Olivia stood at the entrance of her room, trying to look into the room, over shoulders of taller policemen and policewomen. She stood on her tiptoes, and got a view of around 6 people inside, not all of them wore the police uniform, but also other ones; vibrant yellow, or just a shirt and black trousers paired with a blue ID card. She watched Asher, his eyes focused on the ceiling, just as the older police man standing next to him yelled for all the torches to be shut off and the room closed.
The torches turned off first. And just as the room closed, Olivia caught a glimpse of the glowing ceiling.
***
Asher
Stars fluoresced above him. “Wow.” He remarked. “This is-“
“It could mean that someone had been living here.” The policeman standing next to him said.
Asher nodded.
“We didn’t find any viable DNA though.” Someone else said, a slightly more high pitched voice.
“What do you plan to do next?” Another voice chirped, questioning him.
Asher kept staring at the ceiling.
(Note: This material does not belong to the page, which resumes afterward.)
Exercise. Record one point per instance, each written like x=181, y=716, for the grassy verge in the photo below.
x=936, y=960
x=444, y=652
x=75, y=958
Green glowing stars, stickers, or maybe paint; under a translucent layer of white, patchy and more opaque in places- painted over so messily. They were beautiful though, almost calming. Maybe, they were meant to be that way.
Olivia
The police stayed for a few more hours. Olivia might’ve been terrified, even panicked, but all she felt was sorrow. She shook her head. Back to sitting by the shelf, she was joined by Liam now who passed her a biscuit.
She bit it, tasting oat. “Good stuff.” She shrugged.
“Food is fuel.” Liam clicked his fingers in agreement. “What do you think Rebecca was even keeping in there? I mean, it’s a huge room. It would’ve been a waste of space to not use it.”
Olivia had to resist the urge to snort in laughter. “Oh, yeah, who knows?” She said nonchalantly, annoyance clawing at her.